Although I was trying to exclude foreign language articles, I also excluded a bunch of foreign words. One reason was that it was a check on whether I missed any foreign language articles. Another was that if I didn’t do this, then articles that had extensive quotation from foreign languages would be seen by the model as being in their own distinctive topic merely in virtue of having non-English quotations. And that seemed wrong. So to fix it, I excluded these words.
- auch, aussi, autre, cette, diese, haben, leur, soit, toute, peut, noch, habe, wenn, einem, doch, durch, kann, comme, aber, mais, nur, wird, wie, sont, ich, dieser, oder, avec, une, werden, bien, sie, auf, einer, dans, dass, esta, nicht, entre, uns, ont, que, wir, nach, einen, como, esprit, seine, elles, fait, elle, eine, lui, selbst, aus, deux, vom, pensee, schon, zum, nin, propre, les, pour, espace, las, una, amour, sind, etre, ueber, biran, das, bei, qui, temps, mich, alcan, sich, ein, zur, idee, welt, philosophique, mir, vie, homme, ces, maupertuis, leipzig, als, essai, del, sens, hier, monde, und, histoire, soi, por, des, den, bachelard, logique, sans, meyerson, filosofia, bourgeois, sein, philosophie, ist, meiner, zeit, raison, tarde, begriff, los, theorie, dem, der, pas, revue, uber, veblen, mas, weil, ser, philosophische, psychologie, milieu, geschichte, sur, dire, ses, une, les, que, est, etc
Finally, I excluded a bunch of words that seemed to turn up primarily in bibiographies, or in text citations. Including them seemed to just make the model be more sensitive to the referencing style of the journal, rather than the content. But here the deletions really did cost some content, because some of the words really were philosophically relevant. But I deleted them because they seemed to be turning up more often in bibliograhies than in text.

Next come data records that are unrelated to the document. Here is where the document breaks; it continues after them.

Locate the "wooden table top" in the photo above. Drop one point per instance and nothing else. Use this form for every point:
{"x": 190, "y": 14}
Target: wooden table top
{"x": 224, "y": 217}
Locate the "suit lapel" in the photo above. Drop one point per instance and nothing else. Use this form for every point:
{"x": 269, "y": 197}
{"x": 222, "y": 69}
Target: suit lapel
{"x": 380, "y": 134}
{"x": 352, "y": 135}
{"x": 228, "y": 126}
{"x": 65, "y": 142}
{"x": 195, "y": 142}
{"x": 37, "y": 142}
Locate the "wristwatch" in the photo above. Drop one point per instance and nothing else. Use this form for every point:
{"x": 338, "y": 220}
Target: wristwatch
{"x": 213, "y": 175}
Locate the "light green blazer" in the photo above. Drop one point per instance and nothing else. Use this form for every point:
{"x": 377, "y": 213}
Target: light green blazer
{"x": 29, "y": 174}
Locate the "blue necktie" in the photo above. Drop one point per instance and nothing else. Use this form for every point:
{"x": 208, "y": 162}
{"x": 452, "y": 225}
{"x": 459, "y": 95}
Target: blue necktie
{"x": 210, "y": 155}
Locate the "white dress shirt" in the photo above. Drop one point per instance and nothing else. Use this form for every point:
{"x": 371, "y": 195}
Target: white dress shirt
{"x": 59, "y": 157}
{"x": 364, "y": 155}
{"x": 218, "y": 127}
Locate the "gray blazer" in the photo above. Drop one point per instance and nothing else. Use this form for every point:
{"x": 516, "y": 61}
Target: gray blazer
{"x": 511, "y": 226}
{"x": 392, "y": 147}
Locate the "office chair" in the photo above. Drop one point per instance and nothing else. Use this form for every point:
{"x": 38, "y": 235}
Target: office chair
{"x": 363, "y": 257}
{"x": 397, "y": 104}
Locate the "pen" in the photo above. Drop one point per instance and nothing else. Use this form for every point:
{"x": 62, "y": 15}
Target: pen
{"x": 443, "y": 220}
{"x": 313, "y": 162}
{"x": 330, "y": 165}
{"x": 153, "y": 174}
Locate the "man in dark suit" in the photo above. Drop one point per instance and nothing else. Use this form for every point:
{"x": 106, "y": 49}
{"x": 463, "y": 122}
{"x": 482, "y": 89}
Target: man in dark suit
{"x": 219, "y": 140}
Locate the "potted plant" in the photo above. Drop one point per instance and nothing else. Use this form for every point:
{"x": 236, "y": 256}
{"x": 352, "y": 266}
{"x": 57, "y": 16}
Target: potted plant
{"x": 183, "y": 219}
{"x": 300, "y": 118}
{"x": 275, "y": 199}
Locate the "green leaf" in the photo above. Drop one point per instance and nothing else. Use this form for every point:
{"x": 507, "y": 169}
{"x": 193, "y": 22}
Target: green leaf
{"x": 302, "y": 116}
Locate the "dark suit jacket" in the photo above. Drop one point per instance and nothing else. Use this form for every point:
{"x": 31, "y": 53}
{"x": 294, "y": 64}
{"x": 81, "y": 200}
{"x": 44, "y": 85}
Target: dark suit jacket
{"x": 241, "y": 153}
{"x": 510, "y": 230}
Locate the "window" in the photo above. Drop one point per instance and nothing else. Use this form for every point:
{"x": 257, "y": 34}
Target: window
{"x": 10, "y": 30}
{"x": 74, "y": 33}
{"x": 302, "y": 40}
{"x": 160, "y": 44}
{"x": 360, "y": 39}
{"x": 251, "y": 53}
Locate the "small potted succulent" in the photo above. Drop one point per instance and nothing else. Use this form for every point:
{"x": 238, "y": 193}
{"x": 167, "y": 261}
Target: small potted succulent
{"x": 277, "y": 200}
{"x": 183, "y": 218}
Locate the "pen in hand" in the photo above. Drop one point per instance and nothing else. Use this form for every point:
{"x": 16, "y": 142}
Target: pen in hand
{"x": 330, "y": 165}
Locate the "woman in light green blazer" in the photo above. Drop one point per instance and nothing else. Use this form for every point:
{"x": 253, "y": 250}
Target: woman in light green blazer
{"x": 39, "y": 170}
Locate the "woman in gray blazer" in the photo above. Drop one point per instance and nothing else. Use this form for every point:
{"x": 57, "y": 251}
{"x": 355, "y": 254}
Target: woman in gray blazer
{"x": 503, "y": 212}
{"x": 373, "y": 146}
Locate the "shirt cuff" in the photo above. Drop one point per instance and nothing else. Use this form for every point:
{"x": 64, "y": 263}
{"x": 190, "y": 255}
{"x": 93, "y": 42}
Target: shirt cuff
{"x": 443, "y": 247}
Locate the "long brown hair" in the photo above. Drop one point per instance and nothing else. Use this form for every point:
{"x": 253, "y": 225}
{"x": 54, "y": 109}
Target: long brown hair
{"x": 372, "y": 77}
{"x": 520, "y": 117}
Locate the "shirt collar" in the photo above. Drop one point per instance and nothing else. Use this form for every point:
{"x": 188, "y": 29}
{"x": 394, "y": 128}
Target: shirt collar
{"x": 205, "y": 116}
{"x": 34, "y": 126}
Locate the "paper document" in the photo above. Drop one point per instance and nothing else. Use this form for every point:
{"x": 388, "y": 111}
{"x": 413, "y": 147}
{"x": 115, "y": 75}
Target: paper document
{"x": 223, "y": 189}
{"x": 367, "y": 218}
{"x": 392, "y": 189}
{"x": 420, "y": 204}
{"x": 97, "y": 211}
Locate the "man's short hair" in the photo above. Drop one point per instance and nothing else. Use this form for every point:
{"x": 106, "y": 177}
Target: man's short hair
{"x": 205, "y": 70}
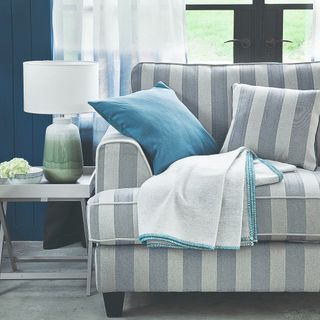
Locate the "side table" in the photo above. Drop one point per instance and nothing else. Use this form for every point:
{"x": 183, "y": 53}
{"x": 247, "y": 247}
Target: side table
{"x": 45, "y": 192}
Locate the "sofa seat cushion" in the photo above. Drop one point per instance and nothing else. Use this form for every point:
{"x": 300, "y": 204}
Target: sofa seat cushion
{"x": 286, "y": 211}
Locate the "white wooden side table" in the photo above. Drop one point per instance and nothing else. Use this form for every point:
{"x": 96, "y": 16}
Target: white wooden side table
{"x": 45, "y": 192}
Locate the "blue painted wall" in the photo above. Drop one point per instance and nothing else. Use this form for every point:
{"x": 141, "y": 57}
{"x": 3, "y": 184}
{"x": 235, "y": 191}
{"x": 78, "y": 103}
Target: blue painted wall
{"x": 25, "y": 34}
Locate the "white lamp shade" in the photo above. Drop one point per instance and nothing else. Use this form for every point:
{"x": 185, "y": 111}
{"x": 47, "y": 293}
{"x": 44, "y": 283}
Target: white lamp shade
{"x": 60, "y": 87}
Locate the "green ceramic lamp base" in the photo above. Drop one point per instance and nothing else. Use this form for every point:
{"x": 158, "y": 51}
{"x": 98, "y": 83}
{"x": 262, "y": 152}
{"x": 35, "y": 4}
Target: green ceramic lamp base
{"x": 62, "y": 159}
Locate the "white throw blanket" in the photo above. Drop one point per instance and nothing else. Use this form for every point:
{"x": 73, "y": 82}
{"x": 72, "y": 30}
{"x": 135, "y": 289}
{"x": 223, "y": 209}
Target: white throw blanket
{"x": 205, "y": 202}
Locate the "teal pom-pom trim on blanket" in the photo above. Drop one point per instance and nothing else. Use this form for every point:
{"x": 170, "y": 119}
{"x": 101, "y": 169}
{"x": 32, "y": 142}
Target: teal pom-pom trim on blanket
{"x": 159, "y": 240}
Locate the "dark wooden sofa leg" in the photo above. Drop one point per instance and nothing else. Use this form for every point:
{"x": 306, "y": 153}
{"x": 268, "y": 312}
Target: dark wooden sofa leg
{"x": 113, "y": 302}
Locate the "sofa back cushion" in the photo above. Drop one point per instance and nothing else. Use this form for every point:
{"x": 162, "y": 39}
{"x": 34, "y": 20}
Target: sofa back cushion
{"x": 206, "y": 89}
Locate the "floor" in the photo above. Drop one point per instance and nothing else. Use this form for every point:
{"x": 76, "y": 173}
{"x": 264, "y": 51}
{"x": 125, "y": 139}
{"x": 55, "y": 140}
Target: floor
{"x": 62, "y": 299}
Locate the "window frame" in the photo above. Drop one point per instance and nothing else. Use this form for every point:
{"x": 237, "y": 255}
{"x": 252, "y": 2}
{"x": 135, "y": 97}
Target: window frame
{"x": 255, "y": 22}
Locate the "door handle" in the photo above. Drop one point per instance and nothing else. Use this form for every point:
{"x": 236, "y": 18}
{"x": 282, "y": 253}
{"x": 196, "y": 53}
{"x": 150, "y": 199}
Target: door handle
{"x": 270, "y": 43}
{"x": 245, "y": 43}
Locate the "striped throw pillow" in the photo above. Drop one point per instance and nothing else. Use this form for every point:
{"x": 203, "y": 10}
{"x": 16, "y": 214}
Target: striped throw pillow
{"x": 277, "y": 124}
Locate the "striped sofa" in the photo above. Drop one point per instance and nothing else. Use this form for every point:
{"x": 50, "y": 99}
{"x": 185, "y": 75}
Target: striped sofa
{"x": 287, "y": 256}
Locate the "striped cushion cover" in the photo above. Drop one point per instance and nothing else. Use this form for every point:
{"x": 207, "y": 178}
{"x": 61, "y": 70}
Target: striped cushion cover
{"x": 286, "y": 211}
{"x": 266, "y": 267}
{"x": 277, "y": 124}
{"x": 206, "y": 89}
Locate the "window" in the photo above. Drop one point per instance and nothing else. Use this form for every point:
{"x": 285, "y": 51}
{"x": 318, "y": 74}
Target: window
{"x": 226, "y": 31}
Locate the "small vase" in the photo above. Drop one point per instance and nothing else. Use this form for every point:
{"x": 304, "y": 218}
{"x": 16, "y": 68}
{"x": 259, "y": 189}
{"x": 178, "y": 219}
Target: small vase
{"x": 62, "y": 160}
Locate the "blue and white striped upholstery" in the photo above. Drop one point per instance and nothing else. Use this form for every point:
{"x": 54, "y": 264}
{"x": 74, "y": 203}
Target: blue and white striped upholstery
{"x": 206, "y": 91}
{"x": 275, "y": 123}
{"x": 267, "y": 267}
{"x": 286, "y": 211}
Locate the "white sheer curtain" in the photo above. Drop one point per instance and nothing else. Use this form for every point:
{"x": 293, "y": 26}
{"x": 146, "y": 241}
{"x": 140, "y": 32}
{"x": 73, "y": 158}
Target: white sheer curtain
{"x": 315, "y": 34}
{"x": 118, "y": 34}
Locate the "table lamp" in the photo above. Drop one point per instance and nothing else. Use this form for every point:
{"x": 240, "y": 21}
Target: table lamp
{"x": 60, "y": 88}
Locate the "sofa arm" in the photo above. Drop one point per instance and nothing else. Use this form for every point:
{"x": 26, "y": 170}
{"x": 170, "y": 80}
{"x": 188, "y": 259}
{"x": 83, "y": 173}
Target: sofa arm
{"x": 120, "y": 162}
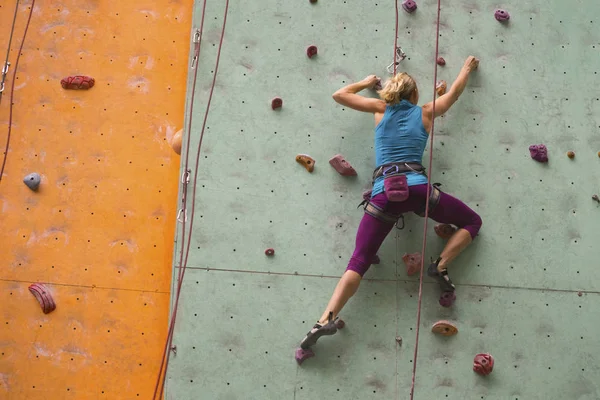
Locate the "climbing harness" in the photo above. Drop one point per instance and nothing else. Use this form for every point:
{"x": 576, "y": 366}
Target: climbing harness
{"x": 392, "y": 169}
{"x": 396, "y": 169}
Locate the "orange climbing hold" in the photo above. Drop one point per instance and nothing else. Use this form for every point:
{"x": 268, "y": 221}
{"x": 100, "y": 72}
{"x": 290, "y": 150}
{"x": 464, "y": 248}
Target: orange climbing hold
{"x": 343, "y": 167}
{"x": 445, "y": 328}
{"x": 440, "y": 88}
{"x": 307, "y": 161}
{"x": 77, "y": 82}
{"x": 43, "y": 296}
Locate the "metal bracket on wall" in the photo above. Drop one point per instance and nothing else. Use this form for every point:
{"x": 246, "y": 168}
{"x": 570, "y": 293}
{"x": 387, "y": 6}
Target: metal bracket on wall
{"x": 401, "y": 55}
{"x": 196, "y": 41}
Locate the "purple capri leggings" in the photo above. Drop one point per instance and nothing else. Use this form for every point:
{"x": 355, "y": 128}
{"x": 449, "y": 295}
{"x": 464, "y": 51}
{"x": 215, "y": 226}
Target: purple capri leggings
{"x": 372, "y": 232}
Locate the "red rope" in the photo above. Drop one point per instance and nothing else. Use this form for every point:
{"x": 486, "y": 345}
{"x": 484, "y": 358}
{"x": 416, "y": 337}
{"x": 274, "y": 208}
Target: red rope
{"x": 437, "y": 42}
{"x": 182, "y": 261}
{"x": 12, "y": 90}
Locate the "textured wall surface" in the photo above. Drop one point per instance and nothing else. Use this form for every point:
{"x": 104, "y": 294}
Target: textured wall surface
{"x": 242, "y": 314}
{"x": 99, "y": 232}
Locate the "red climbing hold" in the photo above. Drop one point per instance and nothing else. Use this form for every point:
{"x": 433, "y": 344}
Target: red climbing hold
{"x": 276, "y": 103}
{"x": 413, "y": 263}
{"x": 539, "y": 152}
{"x": 343, "y": 167}
{"x": 445, "y": 231}
{"x": 43, "y": 296}
{"x": 311, "y": 51}
{"x": 77, "y": 82}
{"x": 483, "y": 364}
{"x": 409, "y": 6}
{"x": 502, "y": 15}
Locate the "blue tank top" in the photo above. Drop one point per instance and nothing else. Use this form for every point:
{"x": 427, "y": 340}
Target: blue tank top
{"x": 400, "y": 137}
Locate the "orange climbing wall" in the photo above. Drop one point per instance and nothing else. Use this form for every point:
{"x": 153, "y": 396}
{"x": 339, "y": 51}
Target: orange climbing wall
{"x": 100, "y": 230}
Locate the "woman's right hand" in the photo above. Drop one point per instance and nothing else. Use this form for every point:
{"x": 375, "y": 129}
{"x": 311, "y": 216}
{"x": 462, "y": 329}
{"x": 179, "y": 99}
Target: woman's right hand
{"x": 471, "y": 63}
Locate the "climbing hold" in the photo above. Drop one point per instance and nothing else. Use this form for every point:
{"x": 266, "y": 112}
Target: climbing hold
{"x": 445, "y": 328}
{"x": 483, "y": 364}
{"x": 409, "y": 6}
{"x": 302, "y": 355}
{"x": 307, "y": 161}
{"x": 176, "y": 141}
{"x": 276, "y": 103}
{"x": 32, "y": 181}
{"x": 343, "y": 167}
{"x": 444, "y": 230}
{"x": 440, "y": 88}
{"x": 502, "y": 15}
{"x": 447, "y": 299}
{"x": 311, "y": 51}
{"x": 77, "y": 82}
{"x": 539, "y": 152}
{"x": 43, "y": 296}
{"x": 413, "y": 263}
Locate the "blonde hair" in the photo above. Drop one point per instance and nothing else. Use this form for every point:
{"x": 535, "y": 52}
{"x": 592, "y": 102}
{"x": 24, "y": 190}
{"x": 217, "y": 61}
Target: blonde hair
{"x": 397, "y": 88}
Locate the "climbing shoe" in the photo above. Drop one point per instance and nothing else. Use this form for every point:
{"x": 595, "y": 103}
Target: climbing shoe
{"x": 442, "y": 277}
{"x": 317, "y": 331}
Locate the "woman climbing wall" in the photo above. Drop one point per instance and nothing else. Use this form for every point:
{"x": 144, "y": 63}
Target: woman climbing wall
{"x": 399, "y": 183}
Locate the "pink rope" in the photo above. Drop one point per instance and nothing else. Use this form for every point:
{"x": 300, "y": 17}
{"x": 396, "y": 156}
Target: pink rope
{"x": 12, "y": 90}
{"x": 437, "y": 42}
{"x": 183, "y": 262}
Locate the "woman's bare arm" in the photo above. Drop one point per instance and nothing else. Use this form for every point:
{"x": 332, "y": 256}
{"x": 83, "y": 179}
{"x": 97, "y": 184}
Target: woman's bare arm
{"x": 347, "y": 96}
{"x": 444, "y": 102}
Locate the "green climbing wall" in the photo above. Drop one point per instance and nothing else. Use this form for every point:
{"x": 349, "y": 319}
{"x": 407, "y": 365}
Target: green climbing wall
{"x": 528, "y": 287}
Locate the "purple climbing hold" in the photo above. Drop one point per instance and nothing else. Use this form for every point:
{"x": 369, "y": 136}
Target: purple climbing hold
{"x": 502, "y": 15}
{"x": 302, "y": 355}
{"x": 539, "y": 152}
{"x": 409, "y": 6}
{"x": 447, "y": 299}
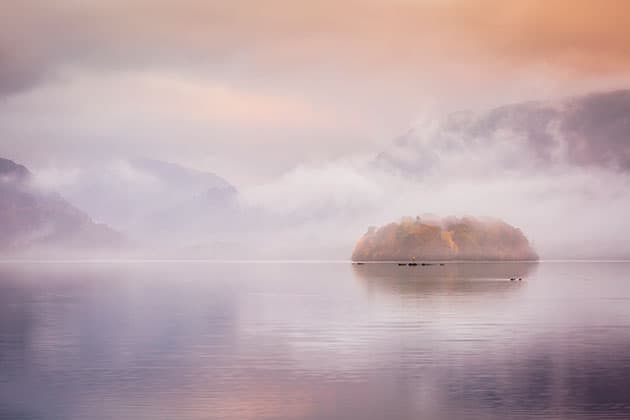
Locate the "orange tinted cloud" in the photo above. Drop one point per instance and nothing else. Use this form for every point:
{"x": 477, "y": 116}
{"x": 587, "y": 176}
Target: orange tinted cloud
{"x": 580, "y": 36}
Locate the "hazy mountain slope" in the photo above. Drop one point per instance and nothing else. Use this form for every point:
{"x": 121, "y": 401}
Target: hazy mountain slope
{"x": 32, "y": 219}
{"x": 585, "y": 131}
{"x": 449, "y": 239}
{"x": 145, "y": 197}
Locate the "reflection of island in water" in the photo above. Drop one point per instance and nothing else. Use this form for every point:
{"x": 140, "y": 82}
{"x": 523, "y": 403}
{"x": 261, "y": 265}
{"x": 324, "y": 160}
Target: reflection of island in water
{"x": 450, "y": 278}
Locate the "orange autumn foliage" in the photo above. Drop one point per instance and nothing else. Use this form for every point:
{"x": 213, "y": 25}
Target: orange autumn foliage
{"x": 465, "y": 238}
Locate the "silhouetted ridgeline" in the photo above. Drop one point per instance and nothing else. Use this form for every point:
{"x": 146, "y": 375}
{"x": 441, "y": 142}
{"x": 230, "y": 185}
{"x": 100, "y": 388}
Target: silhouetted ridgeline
{"x": 453, "y": 238}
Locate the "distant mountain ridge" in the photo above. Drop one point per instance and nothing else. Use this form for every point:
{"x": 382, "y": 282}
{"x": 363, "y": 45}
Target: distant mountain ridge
{"x": 32, "y": 219}
{"x": 590, "y": 130}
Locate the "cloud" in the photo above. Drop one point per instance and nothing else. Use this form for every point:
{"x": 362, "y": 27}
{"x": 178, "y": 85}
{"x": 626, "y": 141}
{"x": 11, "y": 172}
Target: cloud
{"x": 282, "y": 38}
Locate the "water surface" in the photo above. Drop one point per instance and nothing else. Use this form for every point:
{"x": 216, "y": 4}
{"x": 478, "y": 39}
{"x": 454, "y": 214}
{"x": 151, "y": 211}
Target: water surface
{"x": 202, "y": 340}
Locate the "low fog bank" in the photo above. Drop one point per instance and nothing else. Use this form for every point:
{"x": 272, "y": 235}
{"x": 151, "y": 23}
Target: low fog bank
{"x": 558, "y": 171}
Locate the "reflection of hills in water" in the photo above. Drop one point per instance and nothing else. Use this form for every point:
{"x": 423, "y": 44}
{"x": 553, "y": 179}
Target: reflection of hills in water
{"x": 445, "y": 279}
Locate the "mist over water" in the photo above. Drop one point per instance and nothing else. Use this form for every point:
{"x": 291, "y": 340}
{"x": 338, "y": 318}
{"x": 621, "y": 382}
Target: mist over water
{"x": 201, "y": 340}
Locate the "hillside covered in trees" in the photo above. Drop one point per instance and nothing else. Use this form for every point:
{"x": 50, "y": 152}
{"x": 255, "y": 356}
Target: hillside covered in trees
{"x": 465, "y": 238}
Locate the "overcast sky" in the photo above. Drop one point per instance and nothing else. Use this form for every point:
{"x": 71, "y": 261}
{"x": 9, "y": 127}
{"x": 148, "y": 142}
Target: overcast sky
{"x": 251, "y": 89}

- doi, proceedings, review, journal, press, compilation, compilation, editors, supplementary, quarterly, aristotelian, kegan, dordrecht, minnesota, reidel, edu, stanford, oxford, cambridge, basil, blackwell, thanks, cit, mit, eds, loc, york, university, nous, chicago, clarendon, edited
The surprising one there is ‘compliation’. But it most often appears because some journals have a footer saying “Journal compilation © …”.
Then to speed up processing, I deleted any word that appeared in any article three times or fewer. This did lose some content. But it sped up the processing a lot. Some of the steps I’ll describe below took several days computing time. Without this restriction they would have taken several weeks. And words that appear 1-3 times in an article shouldn’t be that significant for determining its content.